No guarantees that any of these tips will work! I have no idea which ones will be effective for you—but personally, I’m going to try drawing next time.
- Keep talking, don’t pause.
- Find a synonym.
- Let it marinate!
- After you find the word, examine it and draw it. Then use it in conversation or emails to reinforce it.
- Make sure you’re sleeping well.
Psychologists Karin Humphreys and Amy Beth Warriner say:
- Give up. Don’t struggle to find the word: it’s counterproductive.
- When you find the word, repeat it to yourself, silently or aloud.
Other psychologists and speech therapists have found that drawing is a useful tool to help people with chronic aphasia. Well, chronic aphasia is a condition far beyond the universal tip-of-the-tongue moment—but next time, I’ll try it.
Stress and tiredness increase the chances of a tip-of-the-tongue moment: have you noticed that? Interestingly, the 5-person failure to retrieve the word “marinate” which I described in the previous post happened after some of us were recovering from a weekend of dance performances. So three of us can blame our tip-of-the-tongue moments on exhaustion 🙂
Good luck! No stress, remember. Everyone forgets words, but only older people let it stress them out.
13 thoughts on “Retrieving a word: fixing a tip-of-the-tongue moment”
Love this post….! And I want to point out that your lethologica was from being exhausted from a weekend of dance performances??? That’s one of the best reasons that I can think of. We need to keep dancing, even if we don’t always remember the words to the music, yes?
A perfect reason, I agree. And yes, gotta keep dancing for sure!
that’s true – I’ve always had to fish for the word I want, so I didn’t see it as a sign of dementia (although it has got worse). I mostly go for finding a synonym (although sometimes these can sound a bit Baldrick – remember Blackadder?). Other than that, I mostly think of it when I’m not thinking about it.
I shall have to remember that word for my lethological moments.
And that’s what they are: not senior moments.
Dear Rachel, So nice to see your face as having read my blog on our struggles to celebrate and be Thankful on this side of the globe. I hope you and your friends and family are staying safe and well over on your side…you seem to have a very effective Prime Minister…and we are hoping for better after January 20. My brother’s husband’s sister is quarantining in New Zealand with her husband. We help each other out with word-finding, sometimes resorting to pantomine…and they are way younger than I am.
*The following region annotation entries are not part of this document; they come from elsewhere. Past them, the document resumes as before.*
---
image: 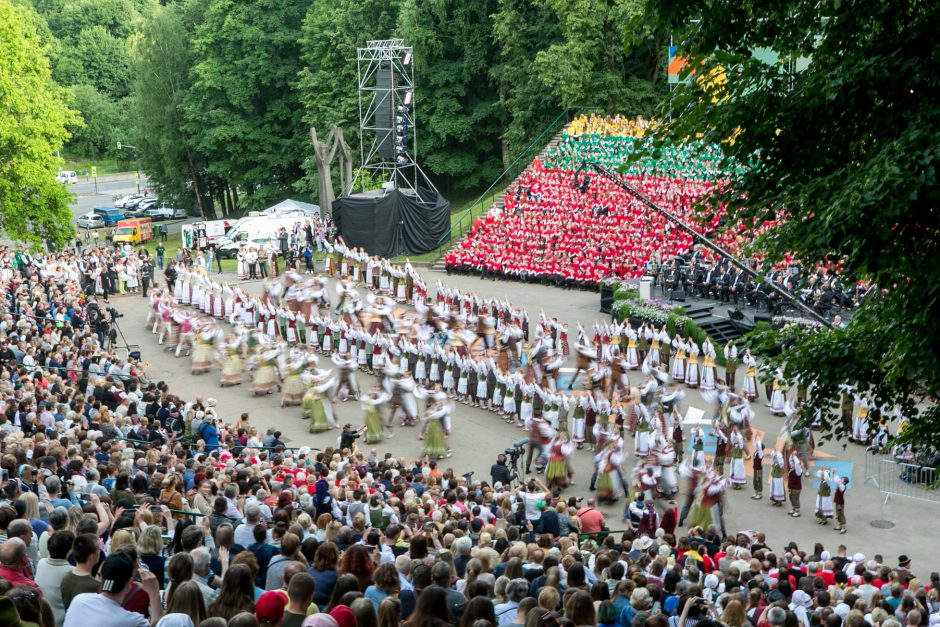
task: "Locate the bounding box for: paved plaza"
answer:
[112,269,940,560]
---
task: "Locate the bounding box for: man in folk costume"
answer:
[359,384,392,444]
[525,415,554,473]
[851,394,871,444]
[751,433,764,501]
[330,353,359,400]
[744,349,760,401]
[689,469,727,536]
[816,468,836,525]
[712,424,729,475]
[678,460,705,527]
[832,471,849,533]
[301,372,339,433]
[728,425,748,490]
[595,436,624,503]
[787,450,803,518]
[545,431,574,490]
[653,433,679,496]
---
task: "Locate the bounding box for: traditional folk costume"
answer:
[751,434,764,501]
[672,337,686,383]
[251,348,280,396]
[424,403,450,459]
[301,377,337,433]
[360,392,391,444]
[545,433,574,489]
[685,340,699,389]
[594,438,623,502]
[729,427,747,490]
[816,468,835,525]
[689,471,727,536]
[770,449,787,507]
[699,343,716,390]
[742,351,760,401]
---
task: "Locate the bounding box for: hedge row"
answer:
[610,300,725,366]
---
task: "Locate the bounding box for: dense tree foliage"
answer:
[651,0,940,447]
[16,0,665,223]
[0,0,77,246]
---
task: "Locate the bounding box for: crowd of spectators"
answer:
[0,242,940,627]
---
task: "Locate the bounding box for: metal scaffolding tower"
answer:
[354,39,437,198]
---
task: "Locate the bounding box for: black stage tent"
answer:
[333,189,450,257]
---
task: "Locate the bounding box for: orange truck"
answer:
[114,218,153,244]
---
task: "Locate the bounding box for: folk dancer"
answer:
[787,450,803,518]
[741,349,760,402]
[728,425,748,490]
[359,384,391,444]
[751,433,764,501]
[832,471,849,533]
[301,372,339,433]
[770,449,787,507]
[816,468,836,525]
[724,341,740,390]
[545,431,574,491]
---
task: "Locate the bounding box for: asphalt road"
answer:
[104,269,940,560]
[69,172,196,234]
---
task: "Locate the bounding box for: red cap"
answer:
[255,590,287,625]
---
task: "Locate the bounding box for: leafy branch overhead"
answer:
[650,0,940,446]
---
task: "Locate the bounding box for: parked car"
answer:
[219,238,271,259]
[141,207,169,222]
[94,207,124,226]
[137,196,158,210]
[76,211,104,229]
[114,194,144,209]
[55,170,78,185]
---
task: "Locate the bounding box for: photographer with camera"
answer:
[490,448,522,487]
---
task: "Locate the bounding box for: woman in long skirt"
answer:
[219,338,244,387]
[741,350,760,401]
[281,358,306,407]
[302,379,339,433]
[816,468,835,525]
[685,341,699,389]
[545,432,574,490]
[360,389,389,444]
[728,425,747,490]
[770,450,787,507]
[251,349,278,396]
[192,330,215,374]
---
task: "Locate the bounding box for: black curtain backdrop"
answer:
[333,188,450,257]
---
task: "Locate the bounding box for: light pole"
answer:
[118,142,140,194]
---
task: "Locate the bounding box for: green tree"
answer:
[185,0,309,206]
[492,0,560,161]
[69,85,118,157]
[399,0,505,189]
[130,1,211,216]
[535,0,666,115]
[652,0,940,448]
[0,0,78,246]
[298,0,401,193]
[55,26,132,100]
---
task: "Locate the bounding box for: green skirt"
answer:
[545,459,568,485]
[366,410,385,444]
[424,420,447,458]
[304,397,330,431]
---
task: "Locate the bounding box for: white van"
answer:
[55,170,78,185]
[217,216,310,259]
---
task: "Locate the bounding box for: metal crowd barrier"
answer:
[865,451,940,505]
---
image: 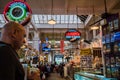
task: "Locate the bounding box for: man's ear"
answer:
[11,34,16,39]
[11,30,17,39]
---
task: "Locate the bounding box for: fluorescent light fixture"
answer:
[48,19,56,24]
[90,26,99,30]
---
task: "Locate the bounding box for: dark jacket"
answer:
[0,42,25,80]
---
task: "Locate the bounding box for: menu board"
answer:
[113,19,119,30]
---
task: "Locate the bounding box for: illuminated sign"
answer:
[3,1,32,25]
[114,32,120,41]
[65,29,81,42]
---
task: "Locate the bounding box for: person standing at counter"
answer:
[0,22,26,80]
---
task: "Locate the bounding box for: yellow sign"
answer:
[80,49,92,55]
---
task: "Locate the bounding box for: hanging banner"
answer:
[65,29,81,42]
[3,0,32,25]
[80,49,92,55]
[60,40,64,53]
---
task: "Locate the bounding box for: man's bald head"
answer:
[1,22,26,49]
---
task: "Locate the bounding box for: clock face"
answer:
[3,1,32,25]
[12,7,23,17]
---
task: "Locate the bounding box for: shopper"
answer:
[0,22,25,80]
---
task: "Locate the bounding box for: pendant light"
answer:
[48,0,56,24]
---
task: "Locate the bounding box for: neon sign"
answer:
[65,29,81,42]
[3,1,32,25]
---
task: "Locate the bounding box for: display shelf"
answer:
[74,72,118,80]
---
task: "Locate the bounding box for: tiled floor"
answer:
[47,73,67,80]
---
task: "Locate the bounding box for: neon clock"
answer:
[65,29,81,42]
[3,1,32,25]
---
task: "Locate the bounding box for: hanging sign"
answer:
[3,0,32,25]
[65,29,81,42]
[60,40,64,53]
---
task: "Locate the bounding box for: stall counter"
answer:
[74,72,117,80]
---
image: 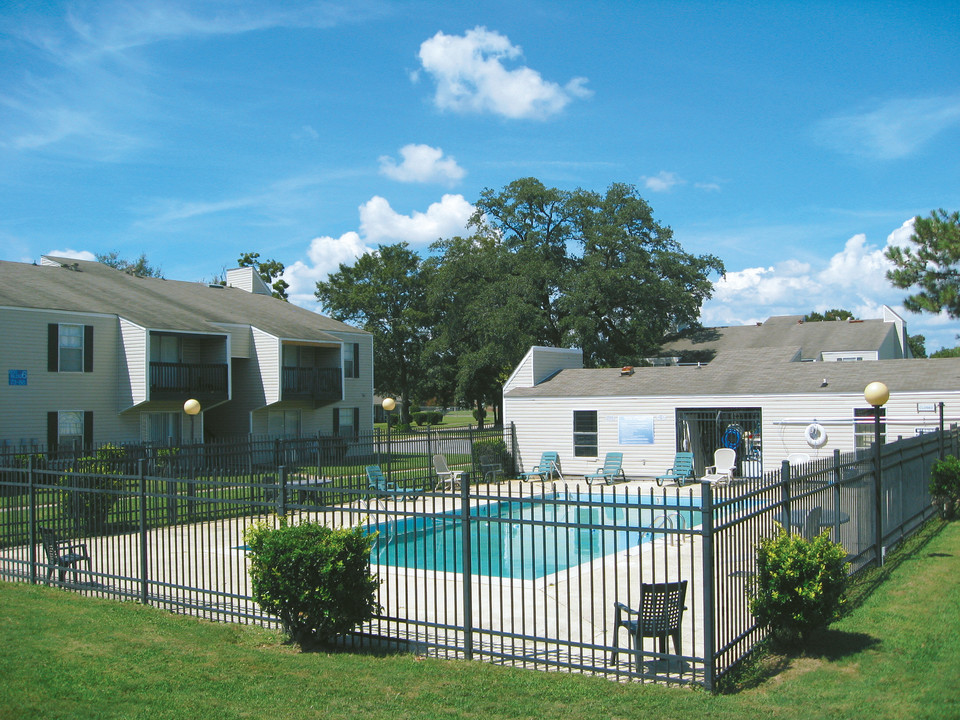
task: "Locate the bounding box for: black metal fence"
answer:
[0,429,957,688]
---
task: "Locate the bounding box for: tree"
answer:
[427,233,536,425]
[471,178,724,367]
[237,253,290,301]
[886,209,960,318]
[95,250,163,278]
[314,243,430,422]
[559,183,724,367]
[803,308,857,322]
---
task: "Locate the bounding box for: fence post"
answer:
[460,473,473,660]
[833,448,843,542]
[137,459,149,605]
[700,483,717,692]
[780,460,791,532]
[27,453,37,585]
[277,465,287,517]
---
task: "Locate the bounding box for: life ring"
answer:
[803,423,827,448]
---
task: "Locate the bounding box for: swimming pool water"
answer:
[371,493,700,580]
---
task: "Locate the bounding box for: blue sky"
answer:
[0,0,960,350]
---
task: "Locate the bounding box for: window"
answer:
[333,408,360,438]
[853,407,887,450]
[573,410,597,457]
[267,410,300,437]
[47,323,93,372]
[343,343,360,378]
[47,410,93,450]
[140,412,180,445]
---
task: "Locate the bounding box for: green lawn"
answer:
[0,522,960,720]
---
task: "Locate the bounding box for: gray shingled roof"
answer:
[0,258,364,342]
[507,358,960,398]
[660,315,896,359]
Hi Pamela We feel for you all in this bewildering time– family holidays without families. Are they even holidays? The coronavirus is under control here, with new cases spotted early and managed. But nearly everyone I know has family in other countries who are under duress. Stay strong, this too will pass.
Lately I find that my friends and I keep coming up with a near word (kind of like a near rhyme) rather than continue to fish around for the right one. I wonder if there is a word for that too.
I know that syndrome through my late father. For instance, he said “God the Father, God the Son and God the Golden Syrup.” A beautiful near-rhyme, we thought. It’s in one of my poems. There must be a word for that… Or an app…
That was, er … encouraging! Keep going is good, something always turns up!
And so it does 🙂
Hi Rachel – I wanted to comment on your earlier post – but the box decided it wasn’t going to appear!: so be it. Being on my own I often want to ring up my uncle and ask him to help with a word … but I work round it – and eventually use something else or ‘it’ comes to mind. I try not to waste time worrying. Love the Golden Syrup take … how we absorb language is amazing and then talk using it. Have a peaceful holiday/Christmas season – stay safe and all the best – Hilary
Not worrying is virtually winning the battle, I think! And you, enjoy your Christmas too, whatever it may bring.